The Sixers didn’t look lost with their offensive hub on the bench to start the second quarter, either. Fresh off a 14-assist night in Game 1, Harden created advantages for his teammates by driving and kicking. They weren’t recoverable kicks to the same side of the floor, though. He drew a desired Raptor as far away from his assignment as he could before spraying bullets to the other side of the court. The advantages he created for his teammates got the Sixers target practice shots. Philly was +12 in the minutes Embiid was off the floor; that is, the Raptors lost the minutes during which the guy who scored 19 points in the first quarter was on the bench catching his breath. 

It is an unprecedented game-changer for the Sixers to win the non-Embiid minutes in the playoffs. Those minutes when your biggest strength is taken away and you’re at your most vulnerable are when you need to win at the margins. And Paul Reed has given Philadelphia huge victories at the margins in the first two games of this series.

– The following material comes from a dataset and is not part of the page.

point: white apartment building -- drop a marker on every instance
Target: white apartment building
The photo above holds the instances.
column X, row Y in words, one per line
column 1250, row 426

All you really ask of Reed is to max out his energy in the 8-10 minutes per game he gets backing up Embiid. He may give you a block or two, he may grab some improbable rebounds, and he may alter some shots at the rim just by being there. But of incredible value to Philadelphia is his credibility as a defender in space. Switching is naturally a form of rim protection, and if the Sixers feel comfortable switching Reed onto perimeter players, that’s a huge win. Not only does that make him viable as a backup center, but it also gives him some credibility as a power forward if the Sixers find themselves in need of some extra defensive versatility. 

Tyrese Maxey didn’t leave all of his wild shotmaking in Game 1. He was there to carry the pace when the Sixers wanted to get out and run. When they needed someone to break a cold spell, Maxey was there to deliver and extinguish Toronto’s fire. As the Raptors made their push back into the game in the middle of the fourth quarter, Maxey ripped the cord on a transition three to end any doubt that Philadelphia was in control.


I’m all for the throes of passion when you’re in a playoff environment, but Toronto very clearly wanted to gain a mental advantage early in the game. Within Toronto’s first few possessions, OG Anunoby got into Joel Embiid’s head with some shoving on a baseline out-of-bounds play that escalated into technicals on both players. The Sixers knew Toronto would come out with physicality and emotion, and they fell for the early bait. And Embiid put himself in a position where he had to stay emotionally in check for the entirety of the game.

Embiid appeared to roll his ankle right before halftime, and it clearly hobbled him a bit throughout the rest of the game. He tried to coast a bit in the second half, hoping that the Sixers could keep the Raptors at bay. Unfortunately for him, they couldn’t do so.

Embiid finished the game with 31 points, but he clearly lost a bit of lift as the second half wore on. But even as the Raptors made their run, the Sixers didn’t get back to the basics. They neglected the Harden-Embiid pick-and-roll, and they didn’t put the ball into the hands of their second-year speed demon. That failure to get back to the basics allowed the bleeding to continue longer than was comfortably necessary. 

The Sixers (2-0) will head on the road as the series swings back to Toronto. Game 3 against the Raptors (0-2) is at 8 PM, Eastern time, on Wednesday. You can watch the action on NBA TV.